Monday, May 16, 2016

TamilNadu polls: my predictions

Since turning 18, I have exercised my franchise exactly once. I have always been living outside of India for the most part of this century and have missed all the elections since the 1999 national polls including this one.

So had I been in Chennai, instead of in the opposite side of the world, who would I have voted for?

Not for the DMK - Congress alliance. Two families of bandits with vast experience of looting the nation in most imaginative ways between them, coming together - once more - with a clean plate at the election buffet. Under the leadership of M Karunanidhi - who, if the media is to be believed, may actually be alive. A vote for them is not only forgiving their many sins of the past of varying vintages but paving the way for many more, I'm sure, in the future. And call me old fashioned but I have a thing against family/dynastic politics. Particularly if they have the fake-Gandhi and *.nidhi names. Oh and I'll also pass the opportunity to have a 93-year old three-wived, conniving fossil as a Chief Minister! And finally, remember, Congress-tainted DMK presence will do no help to pass any legislation in the parliament.

Not for the ADMK. If DMK is the devil (quite rightly), the ADMK is definitely the deep sea (again, quite rightly). As far as corruption credentials go, the DMK and ADMK are conjoined twins with two separate bank accounts. On top of corruption and sycophancy, you must throw inefficiency into the mix this time around. Cases in point: the Chennai deluge and the loss of industrial investment to the state (source: Indian Express). They may not have family baggage but with an ailing leader (officially a spinster), the sister family and the sycophants circling around and no trace of a second tier leadership worth talking about, this is a slowly ticking bomb.

Not for the PMK. Granted that they have adopted a different approach for this election: going it alone in all constituencies, announcing the CM candidate, taking an early and consistent stand on abolition of alcohol, although with no convincing plans on how to offset the loss in revenue and prevent illicit liquor problems. But I can't look past their history: after all this is still the same tree felling party playing caste politics. And the problems of La Famiglia politics hangs like a cloud over this set up too.

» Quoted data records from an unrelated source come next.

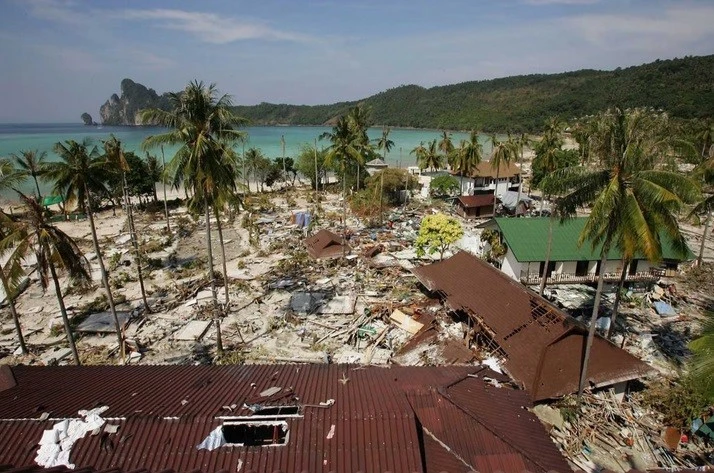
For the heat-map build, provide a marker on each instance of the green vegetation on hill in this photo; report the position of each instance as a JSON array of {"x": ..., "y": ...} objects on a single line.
[{"x": 683, "y": 87}]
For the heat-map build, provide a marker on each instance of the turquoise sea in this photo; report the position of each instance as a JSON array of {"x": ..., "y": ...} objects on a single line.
[{"x": 42, "y": 137}]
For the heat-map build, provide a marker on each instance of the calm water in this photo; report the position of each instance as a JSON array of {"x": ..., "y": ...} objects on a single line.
[{"x": 42, "y": 137}]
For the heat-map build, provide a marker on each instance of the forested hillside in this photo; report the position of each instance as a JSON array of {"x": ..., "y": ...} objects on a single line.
[{"x": 684, "y": 87}]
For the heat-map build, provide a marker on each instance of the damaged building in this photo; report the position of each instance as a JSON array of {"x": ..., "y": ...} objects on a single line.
[
  {"x": 541, "y": 346},
  {"x": 267, "y": 418},
  {"x": 326, "y": 244}
]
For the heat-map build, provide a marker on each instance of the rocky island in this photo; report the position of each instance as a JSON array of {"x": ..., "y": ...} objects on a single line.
[{"x": 124, "y": 109}]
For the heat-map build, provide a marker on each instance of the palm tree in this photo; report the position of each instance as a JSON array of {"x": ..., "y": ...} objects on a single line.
[
  {"x": 53, "y": 250},
  {"x": 358, "y": 119},
  {"x": 10, "y": 274},
  {"x": 428, "y": 157},
  {"x": 633, "y": 201},
  {"x": 384, "y": 143},
  {"x": 31, "y": 164},
  {"x": 203, "y": 125},
  {"x": 468, "y": 156},
  {"x": 79, "y": 172},
  {"x": 156, "y": 171},
  {"x": 502, "y": 154},
  {"x": 114, "y": 157},
  {"x": 446, "y": 146},
  {"x": 345, "y": 147},
  {"x": 521, "y": 143}
]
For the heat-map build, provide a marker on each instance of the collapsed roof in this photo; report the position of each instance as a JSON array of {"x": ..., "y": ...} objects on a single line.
[
  {"x": 325, "y": 244},
  {"x": 542, "y": 346},
  {"x": 474, "y": 201},
  {"x": 345, "y": 418}
]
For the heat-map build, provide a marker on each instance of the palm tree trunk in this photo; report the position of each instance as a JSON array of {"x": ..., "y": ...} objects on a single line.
[
  {"x": 593, "y": 323},
  {"x": 163, "y": 182},
  {"x": 520, "y": 183},
  {"x": 217, "y": 319},
  {"x": 618, "y": 296},
  {"x": 13, "y": 311},
  {"x": 135, "y": 243},
  {"x": 544, "y": 275},
  {"x": 223, "y": 254},
  {"x": 39, "y": 194},
  {"x": 700, "y": 259},
  {"x": 344, "y": 209},
  {"x": 103, "y": 272},
  {"x": 381, "y": 192},
  {"x": 63, "y": 309}
]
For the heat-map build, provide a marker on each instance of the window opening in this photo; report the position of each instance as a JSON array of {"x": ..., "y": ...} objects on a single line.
[
  {"x": 255, "y": 434},
  {"x": 277, "y": 411}
]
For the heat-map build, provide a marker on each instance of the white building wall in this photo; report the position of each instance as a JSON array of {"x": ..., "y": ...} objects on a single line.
[{"x": 511, "y": 266}]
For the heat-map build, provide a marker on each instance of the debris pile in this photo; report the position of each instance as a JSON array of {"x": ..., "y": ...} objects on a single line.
[{"x": 605, "y": 432}]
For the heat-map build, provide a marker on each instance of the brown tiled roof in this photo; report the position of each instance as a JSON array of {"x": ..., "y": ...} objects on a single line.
[
  {"x": 479, "y": 200},
  {"x": 325, "y": 244},
  {"x": 542, "y": 344},
  {"x": 379, "y": 418}
]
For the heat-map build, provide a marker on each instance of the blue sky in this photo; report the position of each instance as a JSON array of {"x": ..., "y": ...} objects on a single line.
[{"x": 60, "y": 58}]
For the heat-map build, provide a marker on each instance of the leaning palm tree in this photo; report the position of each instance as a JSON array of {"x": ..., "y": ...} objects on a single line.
[
  {"x": 10, "y": 274},
  {"x": 54, "y": 250},
  {"x": 634, "y": 202},
  {"x": 468, "y": 156},
  {"x": 384, "y": 143},
  {"x": 203, "y": 125},
  {"x": 521, "y": 142},
  {"x": 31, "y": 163},
  {"x": 80, "y": 172},
  {"x": 503, "y": 153}
]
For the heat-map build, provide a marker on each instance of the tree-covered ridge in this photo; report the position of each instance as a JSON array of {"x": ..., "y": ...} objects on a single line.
[
  {"x": 124, "y": 109},
  {"x": 683, "y": 87}
]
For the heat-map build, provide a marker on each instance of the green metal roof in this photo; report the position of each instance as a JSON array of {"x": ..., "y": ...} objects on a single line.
[{"x": 528, "y": 239}]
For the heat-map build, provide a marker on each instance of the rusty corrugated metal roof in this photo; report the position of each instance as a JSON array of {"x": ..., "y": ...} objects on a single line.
[
  {"x": 325, "y": 244},
  {"x": 164, "y": 412},
  {"x": 479, "y": 200},
  {"x": 542, "y": 344}
]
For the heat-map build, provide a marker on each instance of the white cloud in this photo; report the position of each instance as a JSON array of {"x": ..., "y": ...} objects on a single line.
[{"x": 212, "y": 28}]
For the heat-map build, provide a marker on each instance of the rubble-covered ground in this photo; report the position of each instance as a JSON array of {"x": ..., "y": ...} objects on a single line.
[{"x": 285, "y": 306}]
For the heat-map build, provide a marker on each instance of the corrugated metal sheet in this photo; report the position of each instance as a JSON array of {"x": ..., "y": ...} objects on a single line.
[
  {"x": 480, "y": 200},
  {"x": 325, "y": 244},
  {"x": 163, "y": 412},
  {"x": 543, "y": 345},
  {"x": 528, "y": 240}
]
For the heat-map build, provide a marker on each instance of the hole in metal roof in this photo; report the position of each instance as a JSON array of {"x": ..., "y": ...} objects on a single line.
[{"x": 255, "y": 434}]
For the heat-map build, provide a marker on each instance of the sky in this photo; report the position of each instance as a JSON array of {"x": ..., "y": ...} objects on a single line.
[{"x": 60, "y": 58}]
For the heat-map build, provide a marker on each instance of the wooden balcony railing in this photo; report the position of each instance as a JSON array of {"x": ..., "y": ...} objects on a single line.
[{"x": 571, "y": 278}]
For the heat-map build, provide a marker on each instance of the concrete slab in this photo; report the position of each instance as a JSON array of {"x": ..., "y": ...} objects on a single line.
[
  {"x": 193, "y": 331},
  {"x": 103, "y": 322}
]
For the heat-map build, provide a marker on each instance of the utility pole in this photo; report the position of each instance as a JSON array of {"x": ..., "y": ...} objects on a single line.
[
  {"x": 163, "y": 179},
  {"x": 285, "y": 173},
  {"x": 317, "y": 187},
  {"x": 247, "y": 182}
]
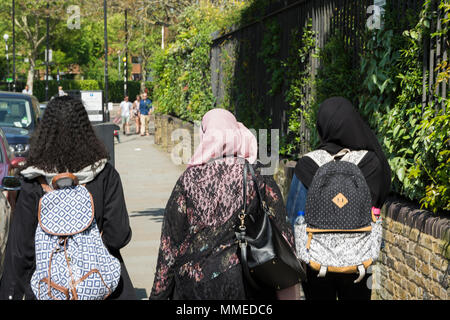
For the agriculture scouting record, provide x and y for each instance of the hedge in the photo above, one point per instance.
(115, 88)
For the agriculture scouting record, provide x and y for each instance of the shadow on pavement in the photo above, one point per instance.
(156, 214)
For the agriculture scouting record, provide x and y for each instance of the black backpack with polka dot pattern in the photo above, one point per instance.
(340, 234)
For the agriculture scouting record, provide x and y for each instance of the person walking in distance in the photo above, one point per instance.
(145, 109)
(65, 142)
(135, 113)
(125, 112)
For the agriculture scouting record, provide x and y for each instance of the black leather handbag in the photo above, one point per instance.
(267, 259)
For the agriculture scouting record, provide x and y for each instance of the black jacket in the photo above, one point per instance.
(111, 216)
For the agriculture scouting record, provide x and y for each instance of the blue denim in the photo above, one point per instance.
(296, 199)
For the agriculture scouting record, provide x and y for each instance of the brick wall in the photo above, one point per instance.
(414, 263)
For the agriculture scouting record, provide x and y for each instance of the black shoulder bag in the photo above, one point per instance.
(267, 259)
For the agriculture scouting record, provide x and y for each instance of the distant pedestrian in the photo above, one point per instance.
(145, 109)
(136, 114)
(341, 130)
(71, 146)
(198, 256)
(61, 92)
(125, 112)
(27, 90)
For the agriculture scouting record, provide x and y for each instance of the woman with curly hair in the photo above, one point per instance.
(65, 141)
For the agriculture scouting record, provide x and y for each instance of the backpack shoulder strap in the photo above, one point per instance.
(320, 157)
(354, 157)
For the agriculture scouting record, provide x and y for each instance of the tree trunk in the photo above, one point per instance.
(30, 77)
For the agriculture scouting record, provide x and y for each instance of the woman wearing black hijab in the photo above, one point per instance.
(339, 127)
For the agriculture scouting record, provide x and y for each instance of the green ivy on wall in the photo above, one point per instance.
(415, 137)
(298, 94)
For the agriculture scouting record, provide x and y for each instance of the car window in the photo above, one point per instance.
(3, 156)
(15, 113)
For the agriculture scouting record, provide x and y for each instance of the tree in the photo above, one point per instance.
(30, 21)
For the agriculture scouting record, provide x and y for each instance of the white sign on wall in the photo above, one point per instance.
(93, 102)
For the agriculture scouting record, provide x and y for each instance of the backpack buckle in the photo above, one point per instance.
(64, 180)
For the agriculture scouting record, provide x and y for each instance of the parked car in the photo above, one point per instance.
(9, 184)
(9, 188)
(42, 107)
(19, 116)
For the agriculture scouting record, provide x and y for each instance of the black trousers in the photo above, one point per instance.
(336, 286)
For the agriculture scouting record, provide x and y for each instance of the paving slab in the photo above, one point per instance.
(148, 176)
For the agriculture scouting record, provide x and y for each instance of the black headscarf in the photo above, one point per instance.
(340, 126)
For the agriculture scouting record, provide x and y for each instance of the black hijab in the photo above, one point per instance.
(340, 126)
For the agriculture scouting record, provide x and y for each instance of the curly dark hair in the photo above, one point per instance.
(64, 140)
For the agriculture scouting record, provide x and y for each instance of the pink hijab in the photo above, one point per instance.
(221, 135)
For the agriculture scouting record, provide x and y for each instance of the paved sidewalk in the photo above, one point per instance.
(148, 177)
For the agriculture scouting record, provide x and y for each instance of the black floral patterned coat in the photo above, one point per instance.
(198, 255)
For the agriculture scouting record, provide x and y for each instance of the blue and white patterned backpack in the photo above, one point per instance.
(72, 263)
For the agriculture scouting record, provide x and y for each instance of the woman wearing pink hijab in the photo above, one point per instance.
(198, 255)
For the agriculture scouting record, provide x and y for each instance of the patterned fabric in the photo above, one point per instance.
(66, 212)
(70, 254)
(338, 199)
(198, 253)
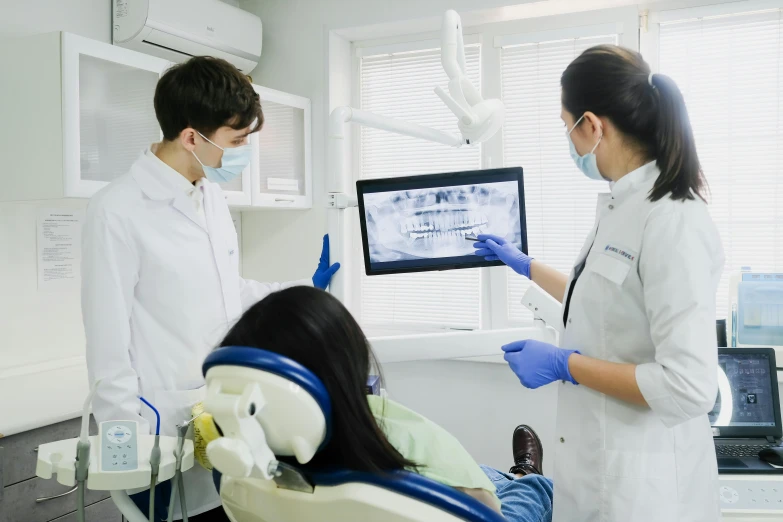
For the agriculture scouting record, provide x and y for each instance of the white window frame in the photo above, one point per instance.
(492, 37)
(649, 36)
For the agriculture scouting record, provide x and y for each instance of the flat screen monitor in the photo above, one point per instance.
(424, 223)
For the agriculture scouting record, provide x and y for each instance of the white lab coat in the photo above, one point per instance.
(646, 297)
(160, 288)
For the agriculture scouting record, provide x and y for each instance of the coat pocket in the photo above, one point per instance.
(612, 269)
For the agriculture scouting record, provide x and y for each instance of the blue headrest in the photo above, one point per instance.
(275, 363)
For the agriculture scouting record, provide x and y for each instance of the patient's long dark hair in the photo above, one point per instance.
(317, 331)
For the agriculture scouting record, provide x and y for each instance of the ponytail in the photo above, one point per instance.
(649, 109)
(675, 147)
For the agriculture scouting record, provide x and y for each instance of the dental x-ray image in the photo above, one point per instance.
(422, 223)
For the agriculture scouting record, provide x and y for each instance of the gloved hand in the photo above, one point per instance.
(537, 363)
(324, 272)
(492, 248)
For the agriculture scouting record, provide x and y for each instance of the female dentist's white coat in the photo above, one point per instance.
(646, 296)
(160, 288)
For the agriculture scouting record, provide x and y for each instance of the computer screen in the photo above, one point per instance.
(745, 391)
(422, 223)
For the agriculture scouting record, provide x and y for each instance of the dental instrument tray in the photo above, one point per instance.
(59, 459)
(429, 222)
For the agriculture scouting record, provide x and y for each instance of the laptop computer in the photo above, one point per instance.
(746, 415)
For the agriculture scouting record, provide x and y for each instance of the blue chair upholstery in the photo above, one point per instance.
(405, 483)
(278, 365)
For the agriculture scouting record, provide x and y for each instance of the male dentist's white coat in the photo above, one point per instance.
(160, 288)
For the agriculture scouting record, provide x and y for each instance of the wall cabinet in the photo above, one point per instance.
(281, 168)
(77, 113)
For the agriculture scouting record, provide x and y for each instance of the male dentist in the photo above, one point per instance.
(160, 270)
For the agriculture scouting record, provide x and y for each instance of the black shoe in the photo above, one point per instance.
(528, 451)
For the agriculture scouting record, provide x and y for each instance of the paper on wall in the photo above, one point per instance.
(59, 248)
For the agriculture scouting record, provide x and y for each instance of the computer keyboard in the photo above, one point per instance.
(740, 450)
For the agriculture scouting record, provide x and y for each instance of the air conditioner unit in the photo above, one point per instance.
(178, 29)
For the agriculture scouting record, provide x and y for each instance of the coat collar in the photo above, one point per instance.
(160, 182)
(642, 178)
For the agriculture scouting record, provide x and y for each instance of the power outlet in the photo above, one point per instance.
(753, 495)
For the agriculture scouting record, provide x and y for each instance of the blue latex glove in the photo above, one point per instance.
(324, 272)
(492, 248)
(537, 363)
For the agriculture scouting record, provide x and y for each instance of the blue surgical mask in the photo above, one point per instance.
(234, 161)
(587, 163)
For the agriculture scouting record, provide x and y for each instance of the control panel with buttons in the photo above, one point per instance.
(757, 494)
(119, 445)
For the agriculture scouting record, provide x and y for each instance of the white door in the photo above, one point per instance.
(108, 111)
(282, 172)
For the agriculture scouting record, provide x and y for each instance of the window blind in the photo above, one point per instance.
(281, 149)
(401, 85)
(560, 201)
(730, 70)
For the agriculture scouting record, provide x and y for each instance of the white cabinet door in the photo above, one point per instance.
(238, 191)
(281, 167)
(108, 111)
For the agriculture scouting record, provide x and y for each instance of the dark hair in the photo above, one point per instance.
(314, 329)
(615, 83)
(206, 94)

Not for the PWF (the miscellany) either. An LTTE sympathizer. Tired communists. The so called Dalit champion and an actor with questionable qualifications. (Reminds me of a strictly for Tamils-only Rajini clip: Oru dhaadi, oru mottai, naalu school pasanga! Ippo suthuveengalae??) An alliance of convenience with no common ideology other than the self-assumed "alternate" to the old-school Dravidian dispensations. A noble and lofty goal, no doubt, but they possess neither the cohesion nor the clout to pull of anything more than a seat or two.

That leaves us with the BJP. Forced to go alone because they couldn't stitch together a half-decent alliance in the time they had. A national party trying to be relevant in a state that cannot (and will not) follow what Mr. Modi shouts from the pulpit. Based on what they are trying to do rather clumsily in New Delhi, a vote for them is a vote for clean(er) governance and that is something that Tamil Nadu can do with now. And paint me an optimist but I nurse the hope that in the near future they could become a political force to reckon with in the state. So, yes, I would have voted for them.

Let's pretend that the readers of this blog - both of them - ask me the next question: who do I think shall win? Well, I'm no political pundit and my knowledge is gleaned from the comments section of click-bait articles on Tamil publications. But given that any pol. pun is only taking an educated guess and is as likely to get it wrong as the next guy on the street, let me throw my hat into the ring too.

For all the talk about this being a "multi-cornered" contest, this will continue to be a closely fought dog fight between ADMK and the DMK. Given that as a state we have the dubious distinction of alternating between these two sets of thieving groups, history may be smiling at the DMK this time. But Rs. 1,76,000 crores is a figure that has been tattooed on people's minds. Not an easy amount to forget or forgive, the recent flood mismanagement notwithstanding. One look at the faces of Raja and K'mozhi and those memories come flooding back and I have to watch a few Dr. Subramaniam Swamy videos on YouTube to feel better. So here is my prediction: the marginally lesser of the two evils - that's ADMK for non-Tamilians - could scrape through by a slim margin. Perhaps even with the help of BJP?

With that out of the way, I'll join the rest of the state with bated breath for the 19th.